Humanitarian Hypocrisy

by | Jul 16, 2023

War and conflict bring no good to society and have a hugely destabilizing impact on the communities and economies involved, causing them to be reliant on humanitarian aid. Looking at two countries, Ukraine and Afghanistan, who have both experienced, or are still experiencing, deadly conflicts, we however see drastically different responses to the humanitarian crisis.

Russia’s invasion of Ukraine has famously strengthened the country’s sense of national identity, and orientation as a sovereign nation that is independent and Western-oriented. While Ukraine’s leadership has demonstrated strong commitment to the country, many of Afghanistan’s key political figures fled the country after U.S. soldiers left, leaving civilians abandoned as the Taliban quickly seized control within a month. The different narrative around the two conflicts makes it clear – Afghani civilians have not only been abandoned by their political leaders, but by the whole global community. Afghanistan is one of the world’s largest humanitarian crisis in terms of those at risk of starvation – a quick look at statistics tell us that 55% of Afghans, a staggering 22.8 million people, are vulnerable to food insecurity, over 24 million Afghans are in desperate need of humanitarian assistance, and more than 2 million children are malnourished – however, it does not receive nearly as much media coverage as the crisis in Ukraine.

It is clear: Afghans are in desperate need of humanitarian assistance. So I wonder: Did the world become less empathetic towards Afghan civilians because the war had gone on for too long or because of the color of their skin? Did Ukraine receive a quicker response to the humanitarian and why? Was it fair to give Ukraine more media coverage than Afghanistan?

All these questions spark a debate on the priorities of world leaders providing humanitarian aid. I wonder, what are the reasons that can affect the divergence of humanitarian aid and urgency from one country to another?

It may seem that the war in Afghanistan is over as the Taliban regime settles in, but the sad reality is that many Afghan civilians remain terrified of their future. In Kabul, women’s rights are once again challenged under the leadership of the Taliban. Recently, the Taliban announced that women must again wear all-covering burkas when in public. They are not allowed to leave their homes if they are not accompanied by their mahram men and there is no security provided by the regime to the victims of domestic abuse. Women have also been prohibited from obtaining many government positions/jobs and obtaining a secondary education. According to the Education minister in Afghanistan, Girls are allowed to go to school only if they wear the hijab properly. He said, “We have found inappropriate things in girls’ schools, immoral things that can not be allowed in Islam.” However, a member of staff in a school in Afghanistan noted that the girls school only remains open because the teachers stood up to the Taliban. The situation remains precarious as teachers are working for free and owed several month’s pay. As a result of the economic hardships in the country, the seclusion of women has only grown worse. In Kabul, women are seen patiently waiting outside bakeries to collect any charitable food that the passersby could spare. The sight of the begging women underscores how rapidly the country’s economy has deteriorated and how the resistance of its people has been challenged by a series of calamities. Over the last five years, they have faced renewed conflict, pandemic closures, three droughts, and an earthquake in June 2022.

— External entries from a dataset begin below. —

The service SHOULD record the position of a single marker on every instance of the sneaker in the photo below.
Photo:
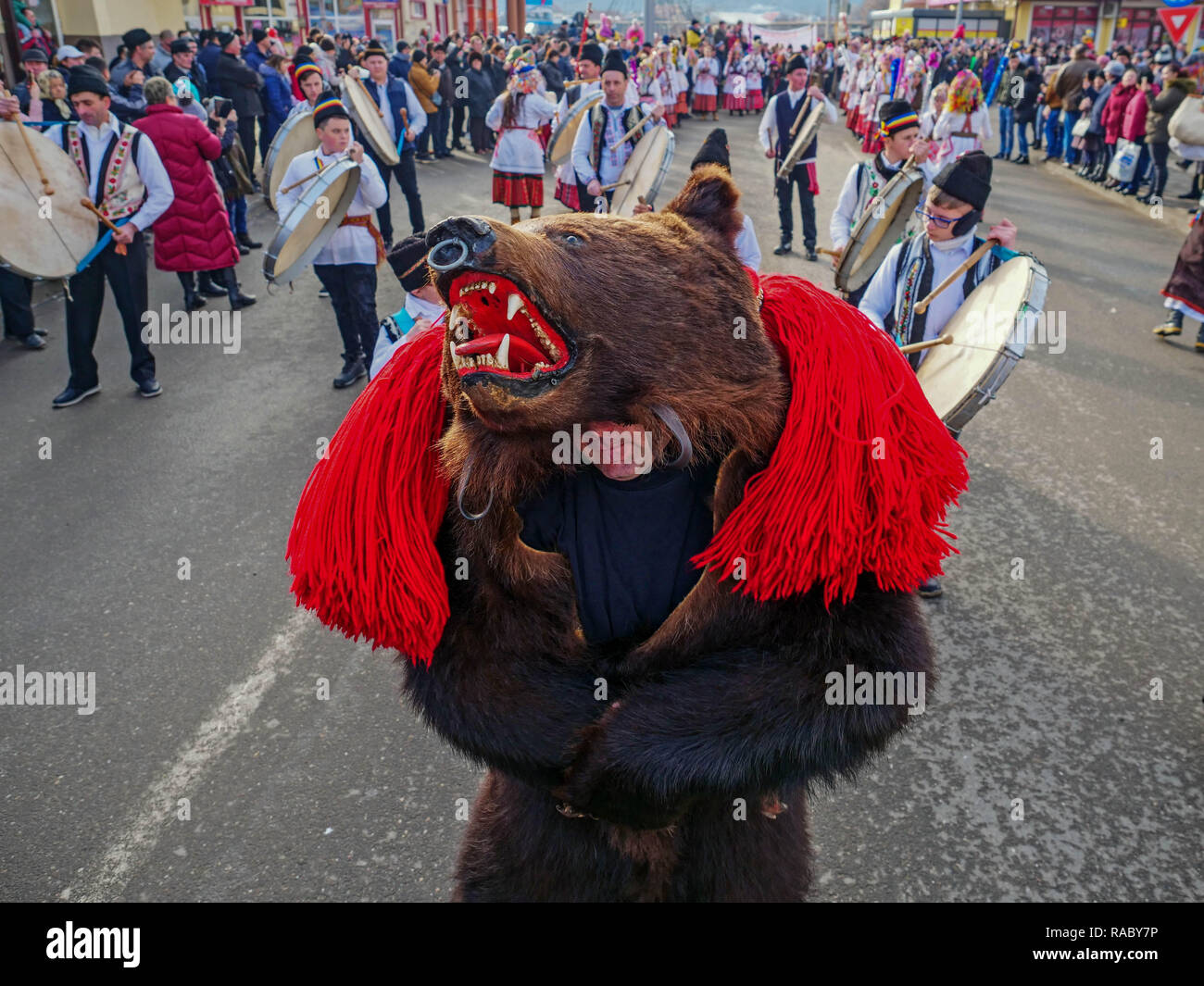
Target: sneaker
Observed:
(72, 395)
(353, 369)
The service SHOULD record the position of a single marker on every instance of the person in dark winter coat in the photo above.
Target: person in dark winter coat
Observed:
(194, 232)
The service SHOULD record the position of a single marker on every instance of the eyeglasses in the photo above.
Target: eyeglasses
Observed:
(940, 220)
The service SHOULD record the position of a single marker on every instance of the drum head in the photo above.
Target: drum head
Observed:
(874, 235)
(366, 116)
(53, 240)
(295, 136)
(984, 325)
(645, 171)
(561, 144)
(312, 221)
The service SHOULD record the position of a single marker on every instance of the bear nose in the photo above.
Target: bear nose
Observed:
(457, 241)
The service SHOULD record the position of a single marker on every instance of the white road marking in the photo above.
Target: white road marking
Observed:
(141, 832)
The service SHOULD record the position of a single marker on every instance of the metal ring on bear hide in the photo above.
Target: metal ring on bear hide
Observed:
(669, 416)
(438, 247)
(458, 493)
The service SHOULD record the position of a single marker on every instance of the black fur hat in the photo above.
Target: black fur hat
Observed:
(967, 177)
(713, 151)
(614, 61)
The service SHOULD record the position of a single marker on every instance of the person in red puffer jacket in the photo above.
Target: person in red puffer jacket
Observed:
(194, 233)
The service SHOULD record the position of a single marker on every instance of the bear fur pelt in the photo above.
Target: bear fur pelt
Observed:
(687, 780)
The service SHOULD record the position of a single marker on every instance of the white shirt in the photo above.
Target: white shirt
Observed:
(879, 297)
(767, 132)
(153, 175)
(610, 163)
(349, 244)
(746, 248)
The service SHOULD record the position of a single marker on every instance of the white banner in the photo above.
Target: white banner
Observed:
(797, 37)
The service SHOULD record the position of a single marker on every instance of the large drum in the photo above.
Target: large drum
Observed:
(295, 136)
(988, 335)
(312, 221)
(41, 240)
(645, 171)
(561, 144)
(879, 229)
(368, 119)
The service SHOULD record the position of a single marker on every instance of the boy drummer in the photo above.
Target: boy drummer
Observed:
(347, 264)
(950, 212)
(899, 131)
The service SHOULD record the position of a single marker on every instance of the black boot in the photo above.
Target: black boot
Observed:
(237, 299)
(208, 287)
(353, 368)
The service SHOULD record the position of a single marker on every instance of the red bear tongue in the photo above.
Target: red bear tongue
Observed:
(521, 352)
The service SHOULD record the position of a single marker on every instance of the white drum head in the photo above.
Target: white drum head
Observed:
(982, 328)
(643, 170)
(41, 241)
(295, 136)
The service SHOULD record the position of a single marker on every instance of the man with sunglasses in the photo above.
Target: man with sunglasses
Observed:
(950, 212)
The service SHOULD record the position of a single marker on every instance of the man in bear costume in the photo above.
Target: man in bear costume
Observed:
(669, 762)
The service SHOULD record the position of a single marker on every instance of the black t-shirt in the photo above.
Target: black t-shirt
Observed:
(629, 543)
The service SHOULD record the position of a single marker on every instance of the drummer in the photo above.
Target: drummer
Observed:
(347, 265)
(589, 69)
(128, 182)
(899, 131)
(393, 97)
(779, 117)
(618, 113)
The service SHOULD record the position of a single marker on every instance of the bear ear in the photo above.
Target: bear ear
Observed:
(709, 203)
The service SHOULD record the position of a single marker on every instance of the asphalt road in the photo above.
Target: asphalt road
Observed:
(208, 689)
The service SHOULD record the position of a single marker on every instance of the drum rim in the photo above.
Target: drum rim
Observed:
(273, 152)
(389, 156)
(842, 276)
(288, 227)
(582, 106)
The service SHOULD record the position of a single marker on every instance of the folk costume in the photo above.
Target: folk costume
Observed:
(594, 156)
(394, 97)
(128, 183)
(774, 131)
(518, 116)
(916, 265)
(717, 674)
(347, 265)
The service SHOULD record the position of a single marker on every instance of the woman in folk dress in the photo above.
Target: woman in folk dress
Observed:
(966, 121)
(706, 83)
(517, 115)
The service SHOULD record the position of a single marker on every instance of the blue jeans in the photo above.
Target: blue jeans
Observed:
(237, 211)
(1052, 139)
(1070, 119)
(1007, 119)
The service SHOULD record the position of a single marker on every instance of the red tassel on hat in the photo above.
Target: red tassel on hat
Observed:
(863, 471)
(361, 549)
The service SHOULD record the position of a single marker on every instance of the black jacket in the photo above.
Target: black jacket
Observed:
(237, 82)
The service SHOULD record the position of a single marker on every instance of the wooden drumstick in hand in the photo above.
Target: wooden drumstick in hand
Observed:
(922, 306)
(88, 205)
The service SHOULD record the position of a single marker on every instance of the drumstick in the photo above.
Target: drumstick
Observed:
(630, 133)
(922, 306)
(88, 205)
(29, 148)
(915, 347)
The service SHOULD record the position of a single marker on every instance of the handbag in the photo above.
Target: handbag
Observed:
(1187, 124)
(1123, 164)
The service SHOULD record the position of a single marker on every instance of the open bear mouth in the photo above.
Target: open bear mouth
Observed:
(496, 329)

Despite this, Afghans face delays and rejections from the immigration departments of many countries, as their passport allows for limited mobility- while Ukarianians are able to migrate faster to safer locations. According to US Department of Homeland Security (DHS) statistics, more than 60,000 refugees fleeing the war in Ukraine have received parole or flight authorisation to the US under a Ukraine-focused parole programme between March 24 and June 23. Reportedly, European countries preferred Ukrainian refugees over Afghan refugees and the treatment for the two raised discussions around the prejudice faced by refugees of color.

To those that call the comparison of the narrative around the conflict in Ukraine with other conflicts in countries where the majority of population are people of color “whataboutism”, let’s not forget the role that Russia played in the conflict in Afghanistan – there is a common connection in both conflicts and I am not trying to diminish the horror experienced by Ukrainians, or argue that they should not be welcomed with arms wide open. However, I do think that people of color around the world are valid in feeling that the world is not as empathetic when the people suffering look like them.

The experience of Ukrainians and Afghans is even more connected that one may imagine at first:

the war on Ukraine also resulted in Afghan refugees, who had recently fled from Afghanistan after the Taliban takeover, being caught up in yet another war. Some refugees had also already been living in Ukraine since 1979, when Russia invaded Afghanistan. BBC reported that Jalal Noory, an Afghan Refugee living in Ukraine is now serving as a commander in the Ukrainian army. He leads a unit of 12 soldiers who defend Kyiv.

Refugees become part of the country they move to, bringing their rich histories and culture to their new home, as they become part of a now enriched social fabric. Refugees must be given equal opportunities before and after they migrate from a war torn country. Unfortunately, it has not been the case for Ukrainian and Afghan refugees. A shift in humanitarian actions must be imposed by first world countries who have the resources to accommodate refugee migrants.